I can understand that point of view of not having your special day ruined.  It's too bad that some people continue to engage in craziness after the divorce.

iVillage Member
Registered: 02-20-2002
Wed, 12-11-2013 - 9:54pm

((((hugs))) to you AFR--

I know others have done that, I dont think its that weird in this day and age.....biggest concern would be if his kids felt slighted by how it was handled?  If not, then I dont think you have a problem.....

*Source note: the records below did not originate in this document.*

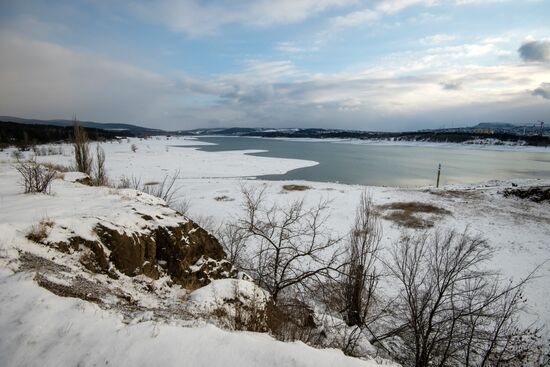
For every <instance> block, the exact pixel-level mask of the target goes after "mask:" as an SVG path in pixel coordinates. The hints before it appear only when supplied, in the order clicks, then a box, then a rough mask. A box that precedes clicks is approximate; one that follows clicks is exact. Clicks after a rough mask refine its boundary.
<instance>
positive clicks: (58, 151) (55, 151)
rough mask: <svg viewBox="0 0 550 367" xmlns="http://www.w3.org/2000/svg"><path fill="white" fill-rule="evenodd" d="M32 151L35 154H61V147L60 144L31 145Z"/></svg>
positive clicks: (61, 151)
mask: <svg viewBox="0 0 550 367" xmlns="http://www.w3.org/2000/svg"><path fill="white" fill-rule="evenodd" d="M32 151H33V152H34V155H35V156H41V155H62V154H63V148H62V147H61V146H52V145H48V146H41V147H37V146H33V147H32Z"/></svg>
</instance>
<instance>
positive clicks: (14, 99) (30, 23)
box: [0, 0, 550, 130]
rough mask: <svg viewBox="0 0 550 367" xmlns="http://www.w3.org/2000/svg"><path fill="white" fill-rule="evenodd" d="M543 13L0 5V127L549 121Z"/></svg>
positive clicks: (537, 9)
mask: <svg viewBox="0 0 550 367" xmlns="http://www.w3.org/2000/svg"><path fill="white" fill-rule="evenodd" d="M549 17H550V0H508V1H506V0H385V1H379V0H273V1H268V0H255V1H254V0H219V1H216V0H205V1H199V0H158V1H147V0H119V1H110V0H67V1H63V0H61V1H55V0H49V1H46V0H44V1H40V0H29V1H27V0H11V1H10V0H0V115H11V116H20V117H28V118H43V119H49V118H71V116H73V114H76V115H77V116H78V117H79V118H80V119H81V120H93V121H103V122H127V123H136V124H141V125H144V126H151V127H159V128H166V129H188V128H196V127H223V126H225V127H230V126H271V127H328V128H346V129H361V130H410V129H419V128H431V127H452V126H464V125H469V124H473V123H477V122H480V121H506V122H516V123H532V122H534V121H536V120H539V119H542V120H550V21H549Z"/></svg>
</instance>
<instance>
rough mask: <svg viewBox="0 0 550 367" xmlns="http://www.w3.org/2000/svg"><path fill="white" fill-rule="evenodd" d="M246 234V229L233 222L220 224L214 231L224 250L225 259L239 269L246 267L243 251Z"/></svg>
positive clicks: (243, 268) (247, 235)
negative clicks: (235, 223)
mask: <svg viewBox="0 0 550 367" xmlns="http://www.w3.org/2000/svg"><path fill="white" fill-rule="evenodd" d="M247 236H248V233H247V231H245V230H244V229H243V228H241V227H239V226H238V225H236V224H235V223H228V224H225V225H222V226H220V227H219V228H218V230H217V231H216V237H217V238H218V240H219V241H220V243H221V245H222V247H223V249H224V251H225V254H226V256H227V260H229V261H230V262H231V263H232V264H233V265H235V266H236V267H237V268H239V269H244V268H245V267H246V265H245V263H246V262H245V256H246V254H245V251H246V239H247Z"/></svg>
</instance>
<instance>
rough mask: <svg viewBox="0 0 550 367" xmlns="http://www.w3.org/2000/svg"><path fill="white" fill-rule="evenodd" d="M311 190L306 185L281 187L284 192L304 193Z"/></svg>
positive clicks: (290, 185) (307, 186) (294, 185)
mask: <svg viewBox="0 0 550 367" xmlns="http://www.w3.org/2000/svg"><path fill="white" fill-rule="evenodd" d="M309 189H311V186H306V185H283V190H284V191H306V190H309Z"/></svg>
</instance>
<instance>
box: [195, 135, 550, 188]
mask: <svg viewBox="0 0 550 367" xmlns="http://www.w3.org/2000/svg"><path fill="white" fill-rule="evenodd" d="M200 140H201V141H206V142H210V143H215V144H217V145H210V146H199V149H201V150H204V151H226V150H245V149H263V150H267V151H268V152H263V153H255V155H258V156H263V157H279V158H295V159H306V160H311V161H317V162H319V165H317V166H313V167H306V168H300V169H296V170H293V171H290V172H288V173H286V174H284V175H269V176H263V177H262V178H265V179H271V180H309V181H322V182H341V183H347V184H363V185H378V186H384V185H386V186H419V185H430V184H434V183H435V179H436V175H437V165H438V164H439V163H441V165H442V171H441V183H442V184H446V183H476V182H481V181H487V180H493V179H509V178H550V162H549V160H550V159H549V158H550V149H549V150H548V152H545V151H544V152H535V153H534V152H521V151H497V150H483V149H472V148H463V147H456V148H454V147H449V146H435V147H434V146H429V147H426V146H399V145H368V144H337V143H332V142H328V141H315V142H303V141H288V140H276V139H260V138H236V137H208V138H200Z"/></svg>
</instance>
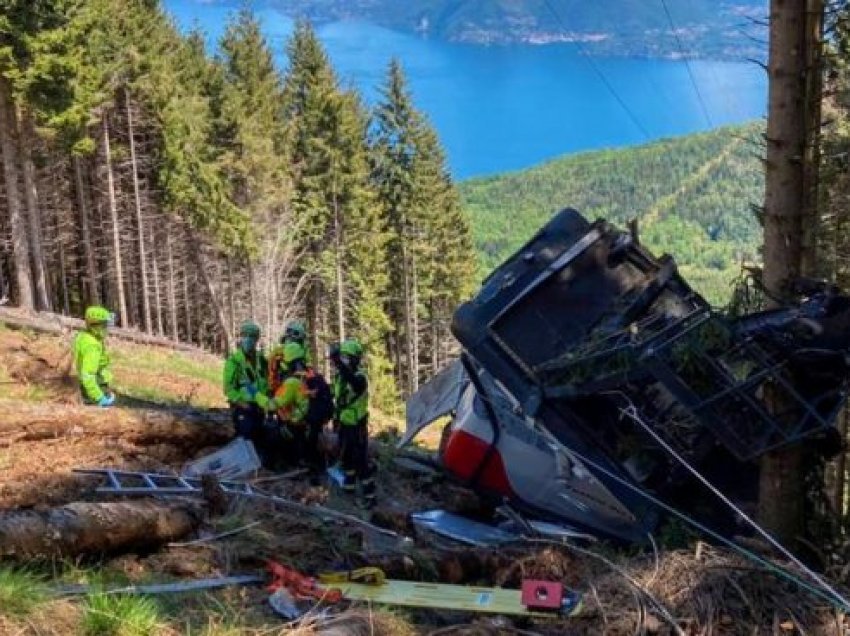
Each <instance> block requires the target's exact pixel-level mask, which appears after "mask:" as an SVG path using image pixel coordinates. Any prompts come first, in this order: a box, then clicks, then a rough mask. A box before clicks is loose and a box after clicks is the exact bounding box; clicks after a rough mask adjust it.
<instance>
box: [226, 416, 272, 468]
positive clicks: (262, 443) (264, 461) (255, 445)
mask: <svg viewBox="0 0 850 636" xmlns="http://www.w3.org/2000/svg"><path fill="white" fill-rule="evenodd" d="M231 412H232V415H233V426H234V427H235V428H236V437H242V438H244V439H247V440H249V441H250V442H251V443H252V444H254V448H255V449H256V450H257V455H259V457H260V461H261V462H262V463H263V466H264V467H266V468H273V467H274V464H275V463H276V462H277V457H276V456H277V455H278V445H279V442H278V440H276V439H275V435H274V433H275V431H274V430H273V429H274V428H276V427H274V426H271V425H270V424H268V423H266V413H265V411H263V409H261V408H260V407H259V406H257V405H256V404H249V405H248V406H247V407H241V406H236V405H232V406H231ZM278 434H279V433H278Z"/></svg>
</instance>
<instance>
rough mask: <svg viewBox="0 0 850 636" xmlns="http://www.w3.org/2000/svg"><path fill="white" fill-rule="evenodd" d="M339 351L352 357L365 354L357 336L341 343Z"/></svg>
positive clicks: (359, 356)
mask: <svg viewBox="0 0 850 636" xmlns="http://www.w3.org/2000/svg"><path fill="white" fill-rule="evenodd" d="M339 352H340V353H341V354H343V355H346V356H351V357H352V358H359V357H361V356H362V355H363V346H362V345H361V344H360V341H359V340H357V338H349V339H348V340H345V341H343V343H342V344H341V345H339Z"/></svg>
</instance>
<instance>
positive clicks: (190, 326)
mask: <svg viewBox="0 0 850 636" xmlns="http://www.w3.org/2000/svg"><path fill="white" fill-rule="evenodd" d="M186 249H191V243H190V244H189V245H187V247H186ZM192 307H193V305H192V295H191V294H190V293H189V263H188V262H187V260H186V257H185V256H184V259H183V309H184V316H185V317H186V341H187V342H193V338H192V336H193V335H194V334H193V332H192Z"/></svg>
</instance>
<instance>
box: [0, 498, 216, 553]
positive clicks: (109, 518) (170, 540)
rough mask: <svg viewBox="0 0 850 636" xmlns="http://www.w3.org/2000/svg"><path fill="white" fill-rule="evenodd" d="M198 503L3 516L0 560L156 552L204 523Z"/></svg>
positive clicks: (139, 506)
mask: <svg viewBox="0 0 850 636" xmlns="http://www.w3.org/2000/svg"><path fill="white" fill-rule="evenodd" d="M203 513H204V506H203V504H201V503H199V502H188V503H187V502H168V503H165V502H157V501H132V502H114V503H112V502H110V503H72V504H68V505H66V506H62V507H59V508H52V509H50V510H46V511H35V510H17V511H8V512H0V556H21V557H32V556H75V555H79V554H100V553H113V552H119V551H122V550H132V549H143V548H152V547H155V546H157V545H160V544H162V543H167V542H169V541H175V540H177V539H180V538H181V537H184V536H186V535H187V534H189V533H190V532H192V531H193V530H195V529H196V528H197V527H198V525H199V524H200V522H201V520H202V518H203Z"/></svg>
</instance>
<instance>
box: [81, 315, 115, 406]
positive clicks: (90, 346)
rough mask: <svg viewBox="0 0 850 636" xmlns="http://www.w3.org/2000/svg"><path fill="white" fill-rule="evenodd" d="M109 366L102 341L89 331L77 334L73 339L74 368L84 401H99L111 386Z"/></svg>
mask: <svg viewBox="0 0 850 636" xmlns="http://www.w3.org/2000/svg"><path fill="white" fill-rule="evenodd" d="M109 365H110V360H109V353H108V352H107V351H106V343H105V342H104V339H103V338H102V337H98V336H96V335H95V334H93V333H91V332H90V331H80V332H79V333H77V335H76V336H75V337H74V366H75V368H76V370H77V377H78V378H79V379H80V389H81V390H82V392H83V395H84V397H85V398H86V400H89V401H91V402H97V401H99V400H100V399H101V398H102V397H103V395H104V389H105V388H106V387H108V386H109V385H110V384H112V371H111V370H110V368H109Z"/></svg>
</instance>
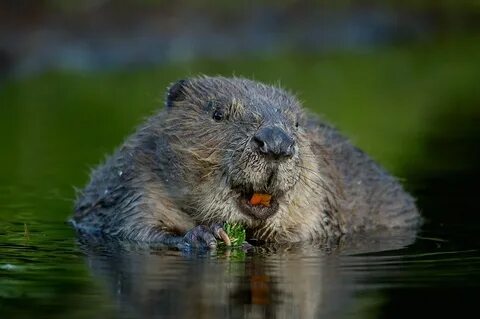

FWIW, my SO's exW was crazy like that also---and raged at him accusing him of secretly marrying me but we never did.  On 11 years now...........

BEST WISHES!

keep us posted!

iVillage Member
Registered: 05-08-2006
Thu, 12-12-2013 - 9:34pm
I think you are linking 'married' with 'wedding'. I think it is perfectly reasonable for you to go off snd get married without telling anyone. This will give you tax benefits plus the right to make medical choices for each other, plus the insurance benefits. You do not have to have a 200 person wedding. You have both been married before. You could wait a year and then when everything 'settles' renew your vows and have a celebration with those you loved.
iVillage Member
Registered: 02-20-2002
Tue, 12-17-2013 - 10:13pm

Happy, 

you make a good point.

Somehow I think the original poster was also afraid the exW would go more ballistic re: ranting to the kids and alienating them from the poster/their dad, etc.........but maybe I'm reading more into it.

I think my biggest concern if it was really "secret" was how his kids might feel when learning "secret" kept from them?  Maybe dad needs to start talking with kids re: "someday" he will be marrying OP, etc---judge their reaction.

I forget, and cant see original post right now---is OP formally engaged that the kids know of?